During the trip to the Whitney, a group of seniors also went to the Chelsea galleries to get the most out of our New York City experience. Amongst the many galleries that we went to, the pieces of Nancy Graves, called Nancy Graves at the Ameringer, McEnery and Yohe gallery still sticks in my mind. Upon entering the gallery, all that I saw were little splashes of color in odd arrangements. This, unlike some pieces where huge pieces were on display, enticed me to come take a closer look. Being a color lover, it was interesting to see such vibrant colors in sculptural form, accented by the white walls. This gallery displayed bronze pieces in a variety of organic and manufactured items which were welded together and then painted with rich and color patinas which are oxide coatings. These pieces are designed to defy gravity and generate a balance from their imbalance. This tilting and shifting of perspective was enjoyable in its imperfection and the way that they were uplifting and, despite their metal material, did not seem extremely solid. The colors were pure and playful and form not representational. In fact, I did not even see a need to interpret a more recognizable shape onto them, but just saw them as they were.

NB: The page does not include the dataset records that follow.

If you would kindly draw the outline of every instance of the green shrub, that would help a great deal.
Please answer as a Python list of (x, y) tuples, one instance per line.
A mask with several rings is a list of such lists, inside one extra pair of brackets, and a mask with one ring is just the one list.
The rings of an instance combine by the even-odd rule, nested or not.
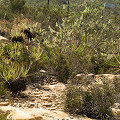
[(66, 83), (67, 82), (66, 80), (71, 75), (72, 67), (65, 59), (64, 55), (60, 54), (60, 56), (58, 57), (56, 72), (57, 72), (58, 81)]
[(0, 49), (0, 78), (4, 81), (26, 77), (31, 65), (38, 61), (42, 54), (39, 43), (26, 48), (19, 42), (10, 42), (5, 46), (1, 45)]
[[(116, 81), (118, 84), (118, 81)], [(65, 110), (72, 114), (85, 114), (95, 119), (111, 119), (110, 106), (116, 100), (119, 87), (109, 83), (86, 86), (69, 85), (66, 92)]]
[[(9, 114), (9, 112), (0, 111), (0, 120), (7, 120), (8, 114)], [(12, 120), (12, 119), (10, 119), (10, 120)]]
[(84, 101), (82, 99), (84, 92), (73, 85), (67, 87), (65, 99), (65, 111), (76, 114), (83, 109)]
[(4, 83), (0, 79), (0, 97), (6, 95), (7, 90), (4, 88)]

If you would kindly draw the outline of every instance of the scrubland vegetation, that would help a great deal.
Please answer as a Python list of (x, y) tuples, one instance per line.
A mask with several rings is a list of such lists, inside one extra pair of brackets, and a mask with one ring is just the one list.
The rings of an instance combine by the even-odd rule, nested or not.
[[(63, 83), (77, 73), (119, 73), (119, 4), (112, 9), (104, 8), (103, 1), (72, 0), (68, 11), (67, 4), (63, 9), (59, 4), (42, 3), (0, 1), (0, 35), (9, 39), (7, 44), (0, 41), (1, 97), (7, 92), (5, 81), (27, 77), (40, 69), (53, 72)], [(107, 118), (118, 89), (106, 84), (86, 92), (70, 85), (65, 109), (72, 114)]]

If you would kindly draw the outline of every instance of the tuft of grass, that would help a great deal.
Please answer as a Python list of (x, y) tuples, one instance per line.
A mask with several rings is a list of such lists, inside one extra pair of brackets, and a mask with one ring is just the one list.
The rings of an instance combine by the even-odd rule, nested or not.
[[(0, 120), (7, 120), (7, 116), (9, 115), (9, 112), (3, 112), (0, 110)], [(12, 120), (12, 119), (10, 119)]]

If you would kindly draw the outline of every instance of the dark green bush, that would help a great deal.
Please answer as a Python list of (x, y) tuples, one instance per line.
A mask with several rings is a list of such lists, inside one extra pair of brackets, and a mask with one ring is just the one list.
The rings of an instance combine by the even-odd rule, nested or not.
[(84, 104), (82, 94), (84, 94), (82, 90), (77, 89), (73, 85), (69, 85), (66, 92), (65, 110), (72, 114), (81, 111)]
[(67, 82), (66, 80), (71, 75), (72, 67), (66, 60), (65, 56), (62, 54), (60, 54), (60, 56), (58, 57), (56, 72), (57, 72), (58, 81), (64, 83)]

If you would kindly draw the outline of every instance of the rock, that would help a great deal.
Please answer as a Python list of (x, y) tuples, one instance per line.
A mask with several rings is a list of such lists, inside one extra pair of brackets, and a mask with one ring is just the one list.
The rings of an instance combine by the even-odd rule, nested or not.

The piece shown above, simply titled Untitled, was not only exhibited well, but embodied the “balance by imbalance” best for me. All of the pieces were sitting on small white blocks protruding from the wall near eye level so all of the pieces were straightforward. Because of the height of this piece, it seemed to tower over me, dangerously, since it seemed to curve. The colors on all of the pieces were like paintings and were enhanced, not inhibited by the 3D shape of the sculpture. Not only was I attracted to the colors, but there seemed to be more and more details to see in the bronze itself, just like how plaster holds the shape of the tiniest detail in the mold.
Upon researching more about Nancy Graves, I realized that she also has paintings which are 3 dimensional, her description including that her “…works represent Graves’ continuing exploration of the tensions that exist between painting and sculpture, as well as her juxtaposition of real and fabricated imagery drawn from nature, art history, and western and oriental cultures…” She has also produced work in film, costume design, glass, polyoptics in addition to welding, painting and sculpture. Her vast experience in world cultures and her interest in reality and artificiality in pushing the boundaries of art and knowledge of techniques are things that I want to explore.